Veniamo così al terzo e ultimo macro-asse, concernente il sostegno e l’accompagnamento alla valorizzazione del patrimonio confiscato rivolto ai soggetti del privato sociale e della società civile in generale. In tal caso la mission della Fondazione è supportare le realtà istituzionali e sociali intenzionate al riutilizzo, diffondendo dati e informazioni sui beni e sulle procedure da seguire e promuovendo, laddove necessario, l’interazione tra le parti interessate (Comuni singoli e consorziati, privato sociale, ma anche Agenzia Nazionale Beni Confiscati, Regione ecc.). Su questo fronte, in questi primi dieci anni, la Fondazione ha monitorato nel complesso circa 120 esperienze, talune di successo, altre difficoltose. Dalle pratiche positive e dalle criticità sono emerse indicazioni assai utili per progettare nuove esperienze ed evitare di ripetere gli errori del passato. La georeferenziazione è in costante aggiornamento per avere contezza della “geografia del riutilizzo” in Campania e favorire la governance del sistema, ma anche per permettere l’animazione e la costruzione di una potenziale comunità di gestori. Al tal fine la Fondazione sta procedendo con una rilevazione dei fabbisogni dei gestori dei beni, i cui risultati saranno pubblicati entro fine anno.

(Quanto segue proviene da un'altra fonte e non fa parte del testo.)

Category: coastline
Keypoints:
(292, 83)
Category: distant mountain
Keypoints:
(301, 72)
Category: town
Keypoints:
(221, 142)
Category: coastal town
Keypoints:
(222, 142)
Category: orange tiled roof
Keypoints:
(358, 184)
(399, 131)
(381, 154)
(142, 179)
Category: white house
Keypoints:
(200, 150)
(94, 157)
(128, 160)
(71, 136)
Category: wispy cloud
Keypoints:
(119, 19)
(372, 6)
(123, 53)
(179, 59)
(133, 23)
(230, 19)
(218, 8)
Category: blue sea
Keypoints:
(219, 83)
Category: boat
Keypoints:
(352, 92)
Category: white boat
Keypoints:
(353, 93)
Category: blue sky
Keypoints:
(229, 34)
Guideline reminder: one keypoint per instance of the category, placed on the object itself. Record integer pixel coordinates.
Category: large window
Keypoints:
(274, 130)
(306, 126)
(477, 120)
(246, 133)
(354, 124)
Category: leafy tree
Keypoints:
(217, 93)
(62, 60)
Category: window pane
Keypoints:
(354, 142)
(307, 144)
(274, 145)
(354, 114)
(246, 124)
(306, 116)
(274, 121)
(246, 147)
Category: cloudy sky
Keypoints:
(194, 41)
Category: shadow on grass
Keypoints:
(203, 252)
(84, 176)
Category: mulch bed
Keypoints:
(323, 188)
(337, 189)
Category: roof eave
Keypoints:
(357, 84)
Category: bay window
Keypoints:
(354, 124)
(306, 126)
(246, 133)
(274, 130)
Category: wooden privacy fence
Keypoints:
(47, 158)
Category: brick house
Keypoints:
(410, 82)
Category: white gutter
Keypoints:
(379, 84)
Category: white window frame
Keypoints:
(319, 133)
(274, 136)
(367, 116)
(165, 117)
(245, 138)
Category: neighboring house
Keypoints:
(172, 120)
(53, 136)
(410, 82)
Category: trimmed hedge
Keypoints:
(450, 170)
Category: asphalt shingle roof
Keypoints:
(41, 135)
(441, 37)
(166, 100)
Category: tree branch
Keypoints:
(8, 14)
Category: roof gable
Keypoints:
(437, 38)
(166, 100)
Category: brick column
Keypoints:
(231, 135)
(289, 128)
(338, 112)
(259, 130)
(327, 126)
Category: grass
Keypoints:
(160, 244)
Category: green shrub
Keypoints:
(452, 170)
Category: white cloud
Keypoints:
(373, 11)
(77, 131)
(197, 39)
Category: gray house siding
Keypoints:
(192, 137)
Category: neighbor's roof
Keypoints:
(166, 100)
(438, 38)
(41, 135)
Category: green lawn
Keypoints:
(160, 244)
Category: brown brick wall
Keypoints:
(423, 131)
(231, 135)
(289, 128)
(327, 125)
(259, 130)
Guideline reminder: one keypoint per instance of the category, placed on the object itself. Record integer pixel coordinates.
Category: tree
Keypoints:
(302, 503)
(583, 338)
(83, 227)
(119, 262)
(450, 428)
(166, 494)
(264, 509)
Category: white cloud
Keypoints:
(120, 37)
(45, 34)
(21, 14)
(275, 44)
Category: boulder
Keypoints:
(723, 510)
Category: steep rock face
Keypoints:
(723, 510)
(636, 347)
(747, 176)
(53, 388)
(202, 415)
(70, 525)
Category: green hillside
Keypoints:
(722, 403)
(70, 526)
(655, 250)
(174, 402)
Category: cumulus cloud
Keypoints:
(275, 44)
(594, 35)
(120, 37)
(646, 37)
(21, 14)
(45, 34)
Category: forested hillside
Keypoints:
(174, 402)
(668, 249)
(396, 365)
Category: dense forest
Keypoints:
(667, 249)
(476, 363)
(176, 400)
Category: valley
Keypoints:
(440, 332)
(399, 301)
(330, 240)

Per contribuire al miglioramento della progettazione e del riutilizzo sociale dei beni, la Fondazione ha poi svolto diverse attività di accompagnamento dei soggetti sociali, che vanno dalla conoscenza delle procedure per l’assegnazione alla individuazione di forme di collaborazione tra i soggetti assegnatari; dalla diffusione di pratiche positive alla messa in rete dei soggetti gestori per la condivisione delle esperienze; dalla individuazione dei piani di promozione dei prodotti della confisca su scala regionale e nazionale al sostegno delle iniziative della Bottega dei sapori e dei saperi della legalità e delle imprese sociali che realizzano il noto Pacco alla camorra.

In questa esperienza decennale la Fondazione ha inteso favorire un approccio secondo cui il patrimonio confiscato alla camorra vada inteso non solo come strumento di repressione della criminalità organizzata, ma anche come opportunità di sviluppo locale. Il riutilizzo dei beni confiscati è considerato potenziale volano per uno sviluppo territoriale sostenibile e inclusivo, fucina di nuove possibilità di economia sociale e solidale, nonché veicolo di partecipazione civile e di costruzione simbolica di nuove identità territoriali. Rendere più efficiente il riutilizzo del patrimonio sottratto ai mafiosi funge da deterrente alla diffusione di comportamenti illegali, rendendo più efficace il contrasto, ma anche più estesa la disseminazione di buone pratiche di valorizzazione economica.

Tirando le somme, pur con le criticità che si ravvisano in tutto il Paese rispetto al riutilizzo del patrimonio confiscato, si può affermare che su questi macro-assi la Fondazione abbia fatto registrare risultati sufficientemente positivi, facendo della Campania un’esperienza comparativamente all’avanguardia, come ben testimoniato dal documentario “Di bene in meglio di male in peggio”, prodotto dalla stessa Fondazione. L’auspicio per i prossimi anni è proseguire attivamente in questi intenti.